The Poets Garret ( says this about the Rhupunt: A four syllable line, each stanza can be of three, four or five lines a..a..a..B. The next stanza rhymes the similar c..c..c..B. The rhyme could change for the next stanzas. We end up with a pattern thus:
x x x a
x x x a
x x x a
x x x B

x x x c
x x x c
x x x c
x x x B
It is common to join the lines together and end up with the two stanzas making a line each. The following stanzas would do the same and the result is as shown below in the Rhupunt long.
x x x a x x x a x x x a x x x B
x x x c x x x c x x x c x x x B

A couple of other sites about the Rhupunt:

All Poetry

Popular Poetry Forms:


Yellow Day 

Yellow’s my mood, which would allude to how I’ve viewed a summer’s day.
‘Though simplified, it has implied what I can’t hide: I want to play.

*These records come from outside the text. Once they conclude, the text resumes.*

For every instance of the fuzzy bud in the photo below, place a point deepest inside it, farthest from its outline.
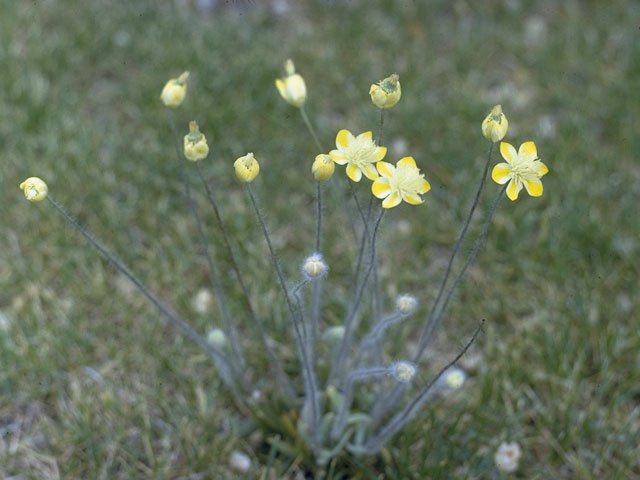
(195, 144)
(495, 125)
(314, 267)
(292, 87)
(174, 91)
(406, 304)
(387, 92)
(323, 167)
(217, 337)
(34, 188)
(403, 371)
(247, 168)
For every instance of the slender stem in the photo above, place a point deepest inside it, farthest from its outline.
(430, 318)
(318, 215)
(400, 419)
(470, 259)
(174, 320)
(274, 361)
(338, 365)
(307, 122)
(213, 271)
(310, 382)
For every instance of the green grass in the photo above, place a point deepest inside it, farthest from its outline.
(559, 370)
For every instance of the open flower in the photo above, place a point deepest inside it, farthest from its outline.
(292, 87)
(358, 153)
(402, 182)
(521, 168)
(387, 92)
(34, 188)
(174, 91)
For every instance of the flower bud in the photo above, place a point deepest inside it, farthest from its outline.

© Copyright RJ Clarken, 2013

So, now I’ve just Rhu’punted’ the poetic ball to you. Are you game?

Ready? Set? Start poeming! ~RJ



Women’s house coats, puddle sail boats, Thermos® lunch totes, aprons (frilly),
Ten-cent laces, pencil cases, flower vases, Wooly Willy.

Good-n-Plenty, spend a penny, comics, many very funny!
Party favors, sweet Life Savors (just five flavors), Bit-O-Honey.

Penny candy sure was dandy, Just ask Randi! She would know it!
Just old time’n, Five-n-Dime’n, fun’n rhymin’ In-Form Poet!